アールヌーヴォーは、ジャポニズム(ヨーロッパで見られた日本趣味・日本心酔のこと)の影響を強く受けていると言われています。というのも、アールヌーヴォーが花開いた19世紀後半には、ヨーロッパ各地で万国博覧会が開催され、日本の浮世絵版画、陶器や漆器などが出品され、ヨーロッパで日本美術に対する関心がより高まっていました。

その中で、日本美術に接したガレは、モチーフや形象、構図、色彩など日本美術の影響を受けた作品をたくさん制作していきます。

例えば、葛飾北斎の絵手本『北斎漫画』の中に描かれている鯉や蛙をモチーフにした作品や、水墨画の影響が見受けられる黒のコントラストを重ね合わせて表現した「悲しみの花瓶」シリーズ、また、ガレが家具に描いた文様には、広重の『名所江戸百景』の近景をクローズアップし極端に遠近感を強調した構図の影響と考えられるデザインもあります。

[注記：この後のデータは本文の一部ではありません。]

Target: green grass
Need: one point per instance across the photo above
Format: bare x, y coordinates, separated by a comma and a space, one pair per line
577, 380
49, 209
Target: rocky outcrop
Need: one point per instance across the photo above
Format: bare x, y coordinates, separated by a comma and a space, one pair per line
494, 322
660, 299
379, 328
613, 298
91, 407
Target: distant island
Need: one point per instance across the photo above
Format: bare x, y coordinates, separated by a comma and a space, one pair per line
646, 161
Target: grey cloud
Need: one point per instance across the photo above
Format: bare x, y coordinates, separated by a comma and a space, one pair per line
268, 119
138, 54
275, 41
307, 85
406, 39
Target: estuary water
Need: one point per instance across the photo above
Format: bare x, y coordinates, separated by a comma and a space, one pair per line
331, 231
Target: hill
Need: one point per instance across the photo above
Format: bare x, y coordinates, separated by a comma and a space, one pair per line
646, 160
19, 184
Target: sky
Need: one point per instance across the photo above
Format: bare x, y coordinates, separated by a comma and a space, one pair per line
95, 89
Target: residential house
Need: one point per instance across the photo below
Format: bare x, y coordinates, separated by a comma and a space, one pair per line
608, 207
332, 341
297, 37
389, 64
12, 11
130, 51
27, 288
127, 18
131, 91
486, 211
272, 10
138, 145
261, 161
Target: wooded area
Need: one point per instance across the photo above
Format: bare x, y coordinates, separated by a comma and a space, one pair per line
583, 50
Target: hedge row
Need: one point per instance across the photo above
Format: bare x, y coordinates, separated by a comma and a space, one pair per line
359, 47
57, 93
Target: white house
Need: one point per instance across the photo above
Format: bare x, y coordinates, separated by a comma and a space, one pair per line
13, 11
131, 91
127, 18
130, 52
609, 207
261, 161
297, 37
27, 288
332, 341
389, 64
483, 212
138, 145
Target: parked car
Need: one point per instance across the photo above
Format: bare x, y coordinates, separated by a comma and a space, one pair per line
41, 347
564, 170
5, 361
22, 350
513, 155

日本美術の影響を受けたガレの作品ですが、しかし、単なる日本趣味の受容に終らず他の要素と折衷させながら、幻想的かつ独創的な独自の表現方法を展開し、特異な世界を確立しています。

ガレの制作した魅力あふれる作品は、今後も世界の人々から愛される芸術品であり続けると思いますし、私も大ファンです。